Sen. Kelly Ayotte, R-N.H., will chair a hearing on the TSA budget for FY 2016 Tuesday. (Photo By Chris Maddaloni/CQ Roll Call)
Congress is another week closer to the May deadline for re-authorizing highway and mass transit spending.
What that means: if lawmakers don’t pass an authorization bill before May ends, then the Highway Trust Fund would be paying out money to the states at a much slower pace than normal, which would hinder or halt projects during the spring and summer construction season.
This week most of the Obama administration’s transportation officials will be testifying on Capitol Hill at appropriations hearings.
Tuesday the Senate Commerce, Science and Transportation Subcommittee on Aviation Operations, Safety and Security hears from Melvin Carraway, acting administrator of the Transportation Security Administration about the Obama administration’s Fiscal Year 2016 TSA budget request and issues such as the effectiveness of the TSA’s Pre-Check program for trusted travelers.

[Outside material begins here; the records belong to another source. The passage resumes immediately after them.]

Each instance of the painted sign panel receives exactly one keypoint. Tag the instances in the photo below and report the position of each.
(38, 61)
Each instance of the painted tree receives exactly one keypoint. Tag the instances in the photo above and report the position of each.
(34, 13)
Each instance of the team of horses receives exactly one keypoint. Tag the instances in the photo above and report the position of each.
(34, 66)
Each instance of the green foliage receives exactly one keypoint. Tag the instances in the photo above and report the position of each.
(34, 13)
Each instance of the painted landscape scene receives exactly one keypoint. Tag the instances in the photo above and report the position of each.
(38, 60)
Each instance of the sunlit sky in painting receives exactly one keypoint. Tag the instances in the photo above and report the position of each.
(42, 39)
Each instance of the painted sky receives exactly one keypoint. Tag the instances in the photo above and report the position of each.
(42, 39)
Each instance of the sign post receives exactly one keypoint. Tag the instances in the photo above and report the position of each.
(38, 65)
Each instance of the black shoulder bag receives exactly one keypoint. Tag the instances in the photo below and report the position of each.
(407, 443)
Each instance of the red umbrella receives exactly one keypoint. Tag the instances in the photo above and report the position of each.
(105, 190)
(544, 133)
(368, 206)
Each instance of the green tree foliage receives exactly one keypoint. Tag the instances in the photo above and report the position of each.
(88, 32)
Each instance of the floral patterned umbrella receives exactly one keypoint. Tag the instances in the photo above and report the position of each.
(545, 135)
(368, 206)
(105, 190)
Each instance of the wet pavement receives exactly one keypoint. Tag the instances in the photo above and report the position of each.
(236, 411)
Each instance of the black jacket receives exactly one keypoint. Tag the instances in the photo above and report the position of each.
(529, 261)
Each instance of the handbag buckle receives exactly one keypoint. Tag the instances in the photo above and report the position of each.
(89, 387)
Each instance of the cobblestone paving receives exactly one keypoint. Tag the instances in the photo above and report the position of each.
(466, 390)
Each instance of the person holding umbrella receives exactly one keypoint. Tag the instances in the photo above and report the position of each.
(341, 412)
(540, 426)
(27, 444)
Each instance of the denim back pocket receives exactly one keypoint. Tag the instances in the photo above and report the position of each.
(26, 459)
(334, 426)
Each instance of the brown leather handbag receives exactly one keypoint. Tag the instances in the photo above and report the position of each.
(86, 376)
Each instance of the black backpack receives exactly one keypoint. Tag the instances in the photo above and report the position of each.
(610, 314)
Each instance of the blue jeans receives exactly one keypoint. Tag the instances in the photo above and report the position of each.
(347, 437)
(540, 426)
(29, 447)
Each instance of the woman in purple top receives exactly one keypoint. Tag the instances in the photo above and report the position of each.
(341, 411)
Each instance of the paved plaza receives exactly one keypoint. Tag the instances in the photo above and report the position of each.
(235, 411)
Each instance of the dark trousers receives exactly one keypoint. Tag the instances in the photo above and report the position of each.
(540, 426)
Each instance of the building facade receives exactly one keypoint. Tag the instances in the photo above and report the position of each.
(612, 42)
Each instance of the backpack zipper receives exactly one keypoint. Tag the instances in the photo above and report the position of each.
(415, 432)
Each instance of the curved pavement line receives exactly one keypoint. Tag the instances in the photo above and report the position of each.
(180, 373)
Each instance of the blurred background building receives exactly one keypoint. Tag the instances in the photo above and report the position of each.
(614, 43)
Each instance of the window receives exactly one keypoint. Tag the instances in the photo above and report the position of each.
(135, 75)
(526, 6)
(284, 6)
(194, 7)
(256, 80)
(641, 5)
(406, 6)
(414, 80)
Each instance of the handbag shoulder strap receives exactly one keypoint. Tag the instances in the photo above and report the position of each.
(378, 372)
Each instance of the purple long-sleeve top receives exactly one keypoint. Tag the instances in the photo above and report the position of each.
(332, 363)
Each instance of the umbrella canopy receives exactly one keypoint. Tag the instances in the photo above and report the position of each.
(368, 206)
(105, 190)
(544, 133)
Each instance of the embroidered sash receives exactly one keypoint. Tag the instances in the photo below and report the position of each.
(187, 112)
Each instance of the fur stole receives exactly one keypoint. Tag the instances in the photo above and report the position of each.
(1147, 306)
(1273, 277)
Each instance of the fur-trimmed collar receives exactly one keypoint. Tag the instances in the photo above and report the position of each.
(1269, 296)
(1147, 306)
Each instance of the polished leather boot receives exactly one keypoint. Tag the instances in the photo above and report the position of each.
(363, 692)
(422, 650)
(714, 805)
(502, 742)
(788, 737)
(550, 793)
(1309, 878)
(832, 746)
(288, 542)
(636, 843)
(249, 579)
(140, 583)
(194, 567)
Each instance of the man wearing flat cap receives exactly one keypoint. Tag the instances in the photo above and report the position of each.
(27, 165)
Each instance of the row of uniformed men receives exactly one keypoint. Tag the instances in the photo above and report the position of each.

The chairwoman of the panel is Sen. Kelly Ayotte, R- N.H., who is up for re-election in 2016.
Meanwhile the Federal Aviation Administration chief Michael Huerta will testify to the House appropriations subcommittee on Commerce, Justice, Science, and Related Agencies.
Also Tuesday, the House Transportation and Infrastructure Committee gets the state and local perspective from North Carolina Gov. Pat McCrory, Salt Lake City Mayor Ralph Becker, and Wyoming Department of Transportation director John Cox.
On Wednesday, Transportation Secretary Anthony Foxx testifies before the Senate Appropriations Subcommittee on Transportation.
Finally on Thursday, the House Appropriations Subcommittee on Transportation hears from Gregory Nadeau, acting head of the Federal Highway Administration, Therese McMillan, acting head of the Federal Transit Administration, National Highway Traffic Safety Administration chief Mark Rosekind, and Maritime Administration chief Paul Jaenichen.
The administration witnesses are sure to make the case for budget certainty and for a long-term infrastructure funding solution. The latter is looking less and less likely in 2015.